Follie ad Aushwitz

Gelida mattinata

ad Aushwitz.

Come bestie,

uomini dai vagoni merci

scendono.

Marchiati come animali,

rasati,

spogliati.

Ossa che vagano come zombi,

nel desolato,

sabbioso campo.

I camini fumano da giorni,

dissanguati,

sdentati,

bruciati vivi.

Ossa ormai cenere,

usate come concime.

Soffocati

con gas nervino,

in finte camere

per docce.

Occhi scavati,

persi nel vuoto.

Voglia di morire,

corpi senza vita

in decomposizione,

accatastati

come carcasse

nella savana.

Odore acre,

come di morte,

penetra nei polmoni.

Solo uomini

che ammazzano altri uomini,

in nome

di una follia collettiva,

chiamata Razza.


Il mio dio

Oscilliamo  come pendolo tra immortalità, vita,  composizione,

e   disfacimento,  materia , morte.

Un’  incessante guerra quotidiana

per acquietare l’abisso oscuro del nostro animo,

illuminandolo con la luce fioca della nostra lotta.

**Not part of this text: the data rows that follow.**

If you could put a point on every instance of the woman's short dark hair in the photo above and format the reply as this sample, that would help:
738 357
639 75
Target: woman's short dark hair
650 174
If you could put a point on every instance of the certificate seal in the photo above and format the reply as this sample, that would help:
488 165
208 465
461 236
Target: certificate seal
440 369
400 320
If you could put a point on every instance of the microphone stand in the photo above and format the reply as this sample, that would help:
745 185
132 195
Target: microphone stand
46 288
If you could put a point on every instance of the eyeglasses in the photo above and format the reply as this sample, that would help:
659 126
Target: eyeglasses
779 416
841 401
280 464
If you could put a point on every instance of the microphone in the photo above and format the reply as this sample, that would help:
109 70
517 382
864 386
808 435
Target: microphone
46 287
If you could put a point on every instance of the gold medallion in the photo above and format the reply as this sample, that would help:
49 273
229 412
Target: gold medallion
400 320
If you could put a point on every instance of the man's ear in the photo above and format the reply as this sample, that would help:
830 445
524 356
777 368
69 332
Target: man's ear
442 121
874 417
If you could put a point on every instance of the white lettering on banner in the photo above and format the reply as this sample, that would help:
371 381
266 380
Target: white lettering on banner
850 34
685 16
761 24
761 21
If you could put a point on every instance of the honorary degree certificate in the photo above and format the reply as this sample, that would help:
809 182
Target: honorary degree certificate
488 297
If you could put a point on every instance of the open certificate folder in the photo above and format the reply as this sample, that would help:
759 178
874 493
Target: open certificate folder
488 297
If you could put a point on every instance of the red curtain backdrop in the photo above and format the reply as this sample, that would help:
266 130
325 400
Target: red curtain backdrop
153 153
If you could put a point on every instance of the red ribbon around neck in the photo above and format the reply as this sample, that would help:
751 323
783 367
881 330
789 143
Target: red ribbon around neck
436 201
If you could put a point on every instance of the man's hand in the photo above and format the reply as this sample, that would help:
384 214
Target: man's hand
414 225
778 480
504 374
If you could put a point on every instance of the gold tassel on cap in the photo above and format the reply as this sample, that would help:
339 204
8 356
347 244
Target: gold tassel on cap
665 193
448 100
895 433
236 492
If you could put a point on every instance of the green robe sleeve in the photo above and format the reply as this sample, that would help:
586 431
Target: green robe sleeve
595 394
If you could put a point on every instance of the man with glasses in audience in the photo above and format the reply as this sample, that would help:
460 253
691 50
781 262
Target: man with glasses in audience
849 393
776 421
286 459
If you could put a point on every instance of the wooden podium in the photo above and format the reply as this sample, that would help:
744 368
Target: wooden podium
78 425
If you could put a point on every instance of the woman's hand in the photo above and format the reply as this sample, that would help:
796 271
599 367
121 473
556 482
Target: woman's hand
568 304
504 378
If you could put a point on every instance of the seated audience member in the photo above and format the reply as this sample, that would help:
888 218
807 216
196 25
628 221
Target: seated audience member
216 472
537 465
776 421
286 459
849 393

Il dio in cui io credo  rischia, freme,  urla.

Viene sconfitto e di nuovo rierge

dal fango che lo ha sommerso,

è  inquieto, insoddisfatto.

La salita più ardua,

il cammino pieno d’ostacoli.

Solo quello in grado di seguire ritmi superiori ,

sarà libero.

Il  mio Dio è solo il percorso verso  l’uomo.


Estate alle porte

Abbandonata su di una sedia

sul terrazzo della mia esistenza

in un meriggio d’estate,

il caldo avanza,

tutta la pelle trasuda calore.

Si ode in lontananza

il frinire delle cicale

sugli alberi d’ulivo in cui sono immersa.

Un caldo vento accarezza le mie membra,

una fila di formiche rosse

trasporta qualche granello di pane

nel proprio rifugio.

La salsedine,

la sento sulle mie carnose labbra,

un mare paradisiaco all’orizzonte,

piatto come tavola,

nessuna onda interrompe

la sua calma apparente,

una barca a vela passa indisturbata.

Un gabbiano si poggia

su di uno scoglio

per un breve istante.

Svolazza sulla distesa infinita d’acqua

si tuffa per accaparrarsi un pesce

luccica in superficie.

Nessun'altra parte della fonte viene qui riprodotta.